Geçici İcra Kurulu Konseye yasal bir statü kazandırılması ve bu amaçla kamu oyu oluşturulması, ilgili kurum ve kişiler nezdinde lobi faaliyetleri çalışmalarını başlatmış ve buna yönelik bir eylem planı hazırlayıp uygulamaya koymuştur. Bu bağlamda;

ü      İlgili Bakanlar nezdinde nabız yoklama amaçlı temaslar yapılmıştır.

ü      6 Kasım 2000 tarihinde, İstanbul’da TGSD ile ortaklaşa geniş katılımlı bir seminer düzenlenerek, konu ve gelişmeler hakkında bilgi verilmiş, yapılacaklar hakkında görüş alış verişi yapılmıştır.

ü      19 Ocak 2001 tarihinde, İstanbul’da, Türkiye Giyim Sanayicileri Derneği’nde İstanbul Sanayi Odası, İstanbul Ticaret Odası, Türkiye Tekstil Terbiyecileri Derneği ile UPK Geçici İcra Kurulu temsilcilerinin katıldığı bir toplantı yapılarak, ilgili kuruluşların temsilciler aracılığıyla konu hakkında bilgilendirilmesi, desteklerinin ve bundan böyle yapılacak aktivitelere katılımlarının sağlanması istenmiştir.

ü      Benzeri toplantıların Diyarbakır, Şanlıurfa, Kahramanmaraş, Gaziantep, Adana, Antakya, Antalya, Bursa ve Denizli illerini kapsayacak bir programla iller ya da yöreler düzeyinde tekrarlanması ve her toplantıya bir önceki toplantının yapıldığı il/yöre temsilcilerinin katılmasıyla konuya olan ilgi ve desteğin ülke geneline yayılması sağlanacaktır.

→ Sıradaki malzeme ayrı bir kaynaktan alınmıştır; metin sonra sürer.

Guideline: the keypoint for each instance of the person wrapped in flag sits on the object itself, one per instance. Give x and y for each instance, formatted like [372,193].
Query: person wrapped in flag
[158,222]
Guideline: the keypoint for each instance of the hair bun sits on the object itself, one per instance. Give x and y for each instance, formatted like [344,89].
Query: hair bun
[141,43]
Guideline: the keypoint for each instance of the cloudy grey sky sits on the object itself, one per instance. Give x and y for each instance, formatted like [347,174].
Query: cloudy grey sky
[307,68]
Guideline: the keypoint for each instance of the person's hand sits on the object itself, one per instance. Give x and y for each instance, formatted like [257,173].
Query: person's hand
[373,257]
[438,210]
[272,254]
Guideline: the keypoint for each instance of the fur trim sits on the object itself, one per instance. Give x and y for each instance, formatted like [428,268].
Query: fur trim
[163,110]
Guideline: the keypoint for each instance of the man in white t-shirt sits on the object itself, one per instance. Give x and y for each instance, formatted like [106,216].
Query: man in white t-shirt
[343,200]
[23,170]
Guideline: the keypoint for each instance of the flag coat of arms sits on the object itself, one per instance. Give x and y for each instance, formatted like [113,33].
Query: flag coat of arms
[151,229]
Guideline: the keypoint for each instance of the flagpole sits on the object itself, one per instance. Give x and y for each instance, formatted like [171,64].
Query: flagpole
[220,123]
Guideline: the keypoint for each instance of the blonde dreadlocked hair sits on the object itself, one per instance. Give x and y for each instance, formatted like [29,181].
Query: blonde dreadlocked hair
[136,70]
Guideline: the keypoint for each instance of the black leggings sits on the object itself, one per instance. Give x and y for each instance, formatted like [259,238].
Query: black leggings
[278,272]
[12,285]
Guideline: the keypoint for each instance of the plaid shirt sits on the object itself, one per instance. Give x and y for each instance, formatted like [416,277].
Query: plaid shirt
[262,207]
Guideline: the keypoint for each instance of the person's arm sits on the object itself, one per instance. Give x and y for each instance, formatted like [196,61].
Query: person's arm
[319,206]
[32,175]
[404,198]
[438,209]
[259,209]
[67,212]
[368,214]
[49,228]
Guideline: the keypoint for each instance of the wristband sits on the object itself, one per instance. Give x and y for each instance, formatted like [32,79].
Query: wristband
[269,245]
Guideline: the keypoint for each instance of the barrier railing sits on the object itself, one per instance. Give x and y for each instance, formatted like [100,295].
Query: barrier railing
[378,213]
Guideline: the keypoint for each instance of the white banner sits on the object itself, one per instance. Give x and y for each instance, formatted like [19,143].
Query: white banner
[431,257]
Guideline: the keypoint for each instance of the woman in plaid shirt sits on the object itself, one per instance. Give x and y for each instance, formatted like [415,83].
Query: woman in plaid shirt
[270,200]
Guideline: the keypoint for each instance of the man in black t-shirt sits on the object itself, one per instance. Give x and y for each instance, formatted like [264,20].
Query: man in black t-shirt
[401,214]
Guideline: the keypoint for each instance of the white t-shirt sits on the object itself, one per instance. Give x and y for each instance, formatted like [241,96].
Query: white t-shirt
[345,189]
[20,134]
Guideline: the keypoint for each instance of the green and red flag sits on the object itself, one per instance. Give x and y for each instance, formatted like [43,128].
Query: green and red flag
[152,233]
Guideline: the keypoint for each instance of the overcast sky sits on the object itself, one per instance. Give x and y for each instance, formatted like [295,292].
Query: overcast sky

ü      Yöresel çalışmalar hızla tamamlanıp ülkesel düzeyde destek kazanıldıktan sonra, gerekli yasa için Hükümet ve TBMM nezdindeki girişimler başlatılacaktır.

 

 

 

 

5. DEĞERLENDİRME VE SONUÇ

Yukarıdaki açıklamalardan kurulması öngörülen Ulusal Pamuk Konseyi’nin ülkemizde bir ilki gerçekleştirmeye çalıştığı, bu nedenle zor ve önemli bir misyon üstlendiği anlaşılmaktadır. Ancak, sektörde faaliyette bulunan tüm kesimlerin Konseyin acilen kurulması ve bu konuda gerekli her türlü desteği vereceklerini açıklaması, bu “ilk”in başarı şansını artırmaktadır.

Konsey’in kurulması ve başarılı olması konusunda ümitli olmayı gerekli kılan bir diğer neden de, sektörde yıllardır yaşanan ve bir türlü kalıcı çözüm bulunamayan sorunların mevcut koşullarda çözülemeyişi ve yeni bir yapılanmanın zorunlu oluşudur.

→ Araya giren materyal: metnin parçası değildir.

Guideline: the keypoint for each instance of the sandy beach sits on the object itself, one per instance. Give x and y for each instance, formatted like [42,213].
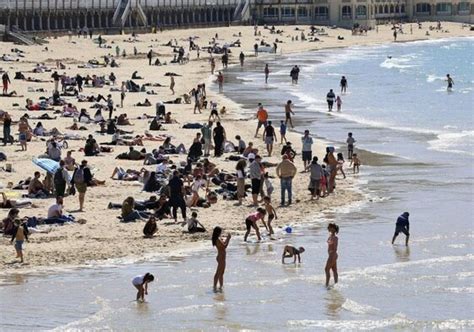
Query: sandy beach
[103,236]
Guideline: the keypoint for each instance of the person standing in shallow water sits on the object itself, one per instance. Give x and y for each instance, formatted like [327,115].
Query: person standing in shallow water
[331,263]
[402,226]
[267,73]
[221,246]
[450,82]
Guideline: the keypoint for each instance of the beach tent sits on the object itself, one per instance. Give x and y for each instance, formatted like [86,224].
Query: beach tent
[48,165]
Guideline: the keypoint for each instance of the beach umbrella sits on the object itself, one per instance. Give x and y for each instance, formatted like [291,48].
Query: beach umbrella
[48,165]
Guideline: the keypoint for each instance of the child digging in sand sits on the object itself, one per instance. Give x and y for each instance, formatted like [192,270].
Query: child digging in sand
[141,284]
[290,251]
[271,213]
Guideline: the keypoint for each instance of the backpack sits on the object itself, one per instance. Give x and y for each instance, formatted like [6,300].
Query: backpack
[59,178]
[79,176]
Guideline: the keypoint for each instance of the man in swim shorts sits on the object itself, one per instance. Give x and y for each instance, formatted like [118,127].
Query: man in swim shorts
[402,226]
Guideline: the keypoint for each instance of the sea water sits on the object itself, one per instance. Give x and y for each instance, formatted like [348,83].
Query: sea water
[416,145]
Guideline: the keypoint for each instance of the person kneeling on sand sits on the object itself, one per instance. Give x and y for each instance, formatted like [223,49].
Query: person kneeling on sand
[150,228]
[194,226]
[290,251]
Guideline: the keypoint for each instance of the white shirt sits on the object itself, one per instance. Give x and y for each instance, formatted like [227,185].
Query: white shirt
[161,168]
[55,210]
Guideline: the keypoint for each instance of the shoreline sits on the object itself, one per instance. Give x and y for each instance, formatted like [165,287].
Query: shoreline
[177,239]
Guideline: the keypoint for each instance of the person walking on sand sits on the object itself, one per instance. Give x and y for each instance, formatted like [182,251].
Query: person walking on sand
[286,171]
[343,84]
[307,149]
[6,81]
[271,214]
[251,222]
[150,57]
[350,145]
[255,173]
[7,123]
[267,73]
[330,98]
[338,103]
[262,117]
[402,226]
[221,246]
[282,132]
[80,179]
[220,80]
[450,82]
[290,251]
[213,65]
[316,174]
[141,282]
[331,263]
[288,113]
[20,235]
[172,84]
[269,137]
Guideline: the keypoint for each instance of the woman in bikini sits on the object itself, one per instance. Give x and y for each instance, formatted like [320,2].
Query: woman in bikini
[221,246]
[331,263]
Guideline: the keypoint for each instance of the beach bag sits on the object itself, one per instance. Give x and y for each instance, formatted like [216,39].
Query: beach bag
[79,176]
[59,178]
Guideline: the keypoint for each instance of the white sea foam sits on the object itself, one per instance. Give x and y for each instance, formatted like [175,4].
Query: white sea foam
[460,142]
[398,321]
[358,308]
[432,77]
[407,61]
[93,320]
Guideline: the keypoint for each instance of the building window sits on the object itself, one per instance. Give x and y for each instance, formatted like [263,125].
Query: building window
[423,8]
[321,13]
[270,12]
[346,12]
[287,12]
[443,8]
[302,12]
[361,11]
[464,7]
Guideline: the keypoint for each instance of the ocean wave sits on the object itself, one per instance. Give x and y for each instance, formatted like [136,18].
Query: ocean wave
[398,321]
[461,142]
[358,308]
[399,63]
[432,77]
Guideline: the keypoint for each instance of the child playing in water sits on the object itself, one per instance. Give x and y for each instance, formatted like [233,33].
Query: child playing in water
[221,255]
[338,103]
[268,185]
[282,132]
[290,251]
[331,263]
[251,222]
[340,164]
[271,213]
[355,162]
[141,284]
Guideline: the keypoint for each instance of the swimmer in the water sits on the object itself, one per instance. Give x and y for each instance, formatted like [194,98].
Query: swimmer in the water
[450,82]
[290,251]
[331,263]
[141,284]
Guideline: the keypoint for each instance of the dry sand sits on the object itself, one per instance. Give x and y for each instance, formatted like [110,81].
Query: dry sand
[103,236]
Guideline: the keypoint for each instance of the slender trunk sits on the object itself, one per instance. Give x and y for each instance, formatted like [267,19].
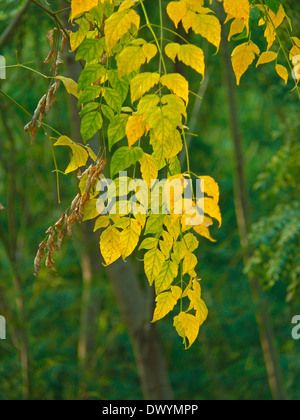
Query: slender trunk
[144,336]
[242,213]
[10,244]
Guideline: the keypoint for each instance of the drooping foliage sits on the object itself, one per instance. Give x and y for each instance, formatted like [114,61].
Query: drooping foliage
[141,117]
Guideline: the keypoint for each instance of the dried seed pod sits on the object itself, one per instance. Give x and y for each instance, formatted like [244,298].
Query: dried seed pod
[50,263]
[71,222]
[38,259]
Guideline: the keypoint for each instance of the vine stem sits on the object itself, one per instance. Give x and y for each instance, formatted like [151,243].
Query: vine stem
[161,34]
[148,24]
[49,138]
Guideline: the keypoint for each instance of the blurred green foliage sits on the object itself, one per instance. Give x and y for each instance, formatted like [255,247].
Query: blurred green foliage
[226,362]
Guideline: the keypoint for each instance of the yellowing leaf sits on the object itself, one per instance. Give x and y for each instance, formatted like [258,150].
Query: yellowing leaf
[176,84]
[150,51]
[242,57]
[110,245]
[130,60]
[101,223]
[236,27]
[90,210]
[189,263]
[240,9]
[81,6]
[135,129]
[202,230]
[192,56]
[118,25]
[129,238]
[80,155]
[187,326]
[153,263]
[210,187]
[176,11]
[172,50]
[166,277]
[165,303]
[210,207]
[142,83]
[206,25]
[270,31]
[149,168]
[282,72]
[76,38]
[266,57]
[197,303]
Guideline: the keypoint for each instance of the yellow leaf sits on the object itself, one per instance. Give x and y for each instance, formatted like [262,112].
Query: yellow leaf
[70,85]
[206,25]
[202,230]
[236,27]
[130,59]
[296,41]
[187,326]
[90,210]
[172,50]
[176,11]
[149,168]
[118,25]
[197,303]
[176,84]
[266,57]
[150,51]
[210,187]
[240,9]
[165,303]
[76,38]
[110,245]
[189,263]
[166,277]
[242,57]
[282,72]
[153,263]
[127,4]
[81,6]
[129,238]
[210,207]
[135,129]
[80,155]
[142,83]
[192,56]
[101,223]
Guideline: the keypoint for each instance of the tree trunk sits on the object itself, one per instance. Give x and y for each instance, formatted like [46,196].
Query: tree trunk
[137,314]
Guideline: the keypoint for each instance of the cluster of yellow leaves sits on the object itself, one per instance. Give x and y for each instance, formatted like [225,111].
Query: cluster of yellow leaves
[244,55]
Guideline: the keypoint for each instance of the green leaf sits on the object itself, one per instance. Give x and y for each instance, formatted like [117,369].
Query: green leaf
[117,129]
[90,50]
[91,74]
[113,99]
[274,5]
[142,83]
[121,85]
[92,106]
[80,155]
[123,158]
[89,94]
[90,124]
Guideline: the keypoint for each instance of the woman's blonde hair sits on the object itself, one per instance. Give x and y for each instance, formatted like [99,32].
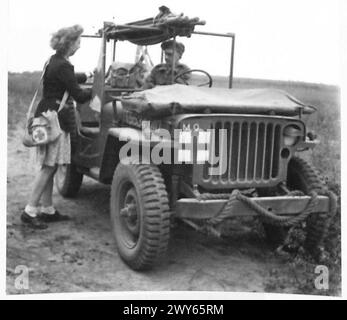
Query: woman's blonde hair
[62,40]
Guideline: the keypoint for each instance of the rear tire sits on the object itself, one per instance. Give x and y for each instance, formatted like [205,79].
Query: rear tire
[68,180]
[140,214]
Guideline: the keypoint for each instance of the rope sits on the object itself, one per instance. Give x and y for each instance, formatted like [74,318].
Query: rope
[265,214]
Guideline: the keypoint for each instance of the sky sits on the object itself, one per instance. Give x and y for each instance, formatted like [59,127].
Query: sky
[275,39]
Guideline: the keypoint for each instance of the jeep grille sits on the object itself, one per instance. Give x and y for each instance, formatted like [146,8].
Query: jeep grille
[253,155]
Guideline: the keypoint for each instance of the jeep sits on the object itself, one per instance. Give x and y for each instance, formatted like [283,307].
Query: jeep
[194,153]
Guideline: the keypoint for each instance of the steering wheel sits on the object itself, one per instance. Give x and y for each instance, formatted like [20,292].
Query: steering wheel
[209,82]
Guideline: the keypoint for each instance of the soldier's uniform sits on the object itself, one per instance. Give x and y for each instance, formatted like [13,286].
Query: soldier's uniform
[161,74]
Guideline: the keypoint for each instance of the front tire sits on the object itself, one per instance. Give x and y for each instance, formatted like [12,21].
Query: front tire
[140,214]
[304,177]
[68,180]
[301,176]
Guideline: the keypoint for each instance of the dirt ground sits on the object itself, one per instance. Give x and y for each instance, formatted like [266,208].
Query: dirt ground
[80,255]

Benzeri bir yapılanmanın ABD’de aynı adla bulunması(National Cotton Council) ve başarıyla faaliyette bulunması, Konseyin dünyanın sayılı pamuk üreticisi ve tekstil-konfeksiyon ihracatçısı ülkemizde de kurulmasının önemine işaret etmektedir.

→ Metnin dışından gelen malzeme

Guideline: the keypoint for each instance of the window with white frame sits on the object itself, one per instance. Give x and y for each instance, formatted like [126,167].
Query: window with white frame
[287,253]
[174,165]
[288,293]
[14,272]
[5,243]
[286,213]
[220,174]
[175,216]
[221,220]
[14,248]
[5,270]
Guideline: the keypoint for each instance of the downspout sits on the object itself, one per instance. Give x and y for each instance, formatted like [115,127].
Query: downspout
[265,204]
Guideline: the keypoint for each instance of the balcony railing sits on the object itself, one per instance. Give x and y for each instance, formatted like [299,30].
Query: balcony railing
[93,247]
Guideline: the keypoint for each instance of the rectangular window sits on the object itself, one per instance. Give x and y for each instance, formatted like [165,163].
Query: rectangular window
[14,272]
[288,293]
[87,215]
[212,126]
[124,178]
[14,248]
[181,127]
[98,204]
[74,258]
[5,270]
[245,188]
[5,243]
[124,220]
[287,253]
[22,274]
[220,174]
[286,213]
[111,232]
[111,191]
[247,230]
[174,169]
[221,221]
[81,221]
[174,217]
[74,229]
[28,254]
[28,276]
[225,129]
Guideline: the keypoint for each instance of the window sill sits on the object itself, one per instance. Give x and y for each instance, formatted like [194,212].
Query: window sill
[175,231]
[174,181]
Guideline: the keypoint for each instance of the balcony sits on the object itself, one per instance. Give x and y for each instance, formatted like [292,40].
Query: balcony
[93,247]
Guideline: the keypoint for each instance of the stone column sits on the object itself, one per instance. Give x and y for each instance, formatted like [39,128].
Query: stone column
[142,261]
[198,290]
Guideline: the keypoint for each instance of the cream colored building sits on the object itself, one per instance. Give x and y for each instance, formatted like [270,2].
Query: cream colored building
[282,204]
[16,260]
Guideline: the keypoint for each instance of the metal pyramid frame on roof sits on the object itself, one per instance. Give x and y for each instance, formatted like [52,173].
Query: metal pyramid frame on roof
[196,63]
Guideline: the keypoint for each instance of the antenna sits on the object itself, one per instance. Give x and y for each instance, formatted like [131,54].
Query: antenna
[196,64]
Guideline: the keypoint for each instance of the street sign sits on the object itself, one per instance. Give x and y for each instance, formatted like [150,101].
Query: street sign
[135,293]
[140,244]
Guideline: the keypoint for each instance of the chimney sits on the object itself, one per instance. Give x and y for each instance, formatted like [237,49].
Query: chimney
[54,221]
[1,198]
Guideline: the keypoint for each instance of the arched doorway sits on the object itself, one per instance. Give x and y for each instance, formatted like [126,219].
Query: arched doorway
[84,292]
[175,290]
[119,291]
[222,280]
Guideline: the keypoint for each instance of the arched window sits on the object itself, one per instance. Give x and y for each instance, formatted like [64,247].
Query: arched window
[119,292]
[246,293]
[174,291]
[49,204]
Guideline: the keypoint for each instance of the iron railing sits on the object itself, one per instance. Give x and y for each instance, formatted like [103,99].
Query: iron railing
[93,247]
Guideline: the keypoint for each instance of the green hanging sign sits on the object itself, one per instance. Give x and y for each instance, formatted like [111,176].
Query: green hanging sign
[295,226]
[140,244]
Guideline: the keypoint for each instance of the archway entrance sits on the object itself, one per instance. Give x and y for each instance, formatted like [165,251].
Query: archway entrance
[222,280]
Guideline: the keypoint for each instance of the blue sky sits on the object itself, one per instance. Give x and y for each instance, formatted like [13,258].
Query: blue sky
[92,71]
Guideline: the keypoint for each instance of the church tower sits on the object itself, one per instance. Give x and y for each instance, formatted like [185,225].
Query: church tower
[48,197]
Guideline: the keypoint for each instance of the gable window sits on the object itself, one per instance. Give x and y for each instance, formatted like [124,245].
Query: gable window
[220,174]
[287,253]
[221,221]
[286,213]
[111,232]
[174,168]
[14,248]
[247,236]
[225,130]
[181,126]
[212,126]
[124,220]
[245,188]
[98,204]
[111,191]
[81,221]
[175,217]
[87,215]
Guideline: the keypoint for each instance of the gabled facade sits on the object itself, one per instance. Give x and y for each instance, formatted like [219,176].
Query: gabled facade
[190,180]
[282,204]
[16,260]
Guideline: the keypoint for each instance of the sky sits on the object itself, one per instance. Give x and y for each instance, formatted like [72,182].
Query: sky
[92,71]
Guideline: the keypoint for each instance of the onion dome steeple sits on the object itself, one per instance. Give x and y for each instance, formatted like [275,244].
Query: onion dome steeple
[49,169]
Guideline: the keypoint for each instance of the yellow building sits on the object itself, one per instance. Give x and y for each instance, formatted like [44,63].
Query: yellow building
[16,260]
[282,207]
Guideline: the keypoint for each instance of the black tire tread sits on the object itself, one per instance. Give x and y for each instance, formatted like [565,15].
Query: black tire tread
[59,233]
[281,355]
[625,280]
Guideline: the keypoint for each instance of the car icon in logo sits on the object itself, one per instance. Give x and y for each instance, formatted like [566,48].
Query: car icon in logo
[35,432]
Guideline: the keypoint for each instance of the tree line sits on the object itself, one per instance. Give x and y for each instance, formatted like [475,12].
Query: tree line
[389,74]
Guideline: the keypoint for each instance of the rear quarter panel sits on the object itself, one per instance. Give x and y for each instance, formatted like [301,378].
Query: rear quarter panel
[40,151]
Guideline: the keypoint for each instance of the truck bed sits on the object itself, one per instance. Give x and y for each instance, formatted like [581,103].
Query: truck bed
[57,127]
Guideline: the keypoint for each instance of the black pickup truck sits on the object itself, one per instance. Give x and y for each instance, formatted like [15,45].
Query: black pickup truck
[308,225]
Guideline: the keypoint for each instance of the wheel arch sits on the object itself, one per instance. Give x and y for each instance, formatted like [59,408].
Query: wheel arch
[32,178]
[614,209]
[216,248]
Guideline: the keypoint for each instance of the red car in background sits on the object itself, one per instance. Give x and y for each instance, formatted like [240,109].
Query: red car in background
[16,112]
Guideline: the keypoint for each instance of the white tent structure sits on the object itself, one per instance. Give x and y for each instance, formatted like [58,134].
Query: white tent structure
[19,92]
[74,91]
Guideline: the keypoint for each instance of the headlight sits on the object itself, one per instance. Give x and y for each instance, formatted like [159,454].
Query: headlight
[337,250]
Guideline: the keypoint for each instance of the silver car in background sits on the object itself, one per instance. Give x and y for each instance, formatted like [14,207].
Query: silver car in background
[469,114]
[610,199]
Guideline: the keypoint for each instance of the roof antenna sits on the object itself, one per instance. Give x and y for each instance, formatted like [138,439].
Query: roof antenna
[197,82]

Dolayısıyla, Konsey’in kuruluşu için gerekli ön koşullar bulunmaktadır. Konuya gönül ve mesai veren bir icra kurulunun varlığı ve planlı faaliyetleri de bu önkoşulları desteklemektedir. Bundan sonrası siyasilerin yasal düzenleme için gerekli desteği vermesine bağlı bulunmaktadır. Bu sağlandığında diğer bir çok sektöre de örnek olacak bir girişim hayat bulmuş olacak, demokrasinin en önemli unsurlarından biri olan sivil örgütlenme kültürü boyutunda önemli bir gelişme sağlanacaktır.

Bu bağlamda siyasetçilerin Konsey’e verecekleri destek, bir anlamda, demokrasimizin çağdaş ölçülere ulaşmasında önemli işlevler üstlenmesi gereken sivil toplum örgütlerine verilecek destek şeklinde algılanacaktır. Unutulmamalıdır ki, demokrasi uzlaşma, uzlaşma ise diyalogu gerektirir. Bu sağlamaya yönelik girişimlerin her düzeyde ve alanda desteklenmesi, siyasetçilerin kendilerini vekil yapan demokrasiye olan bir borçlarıdır.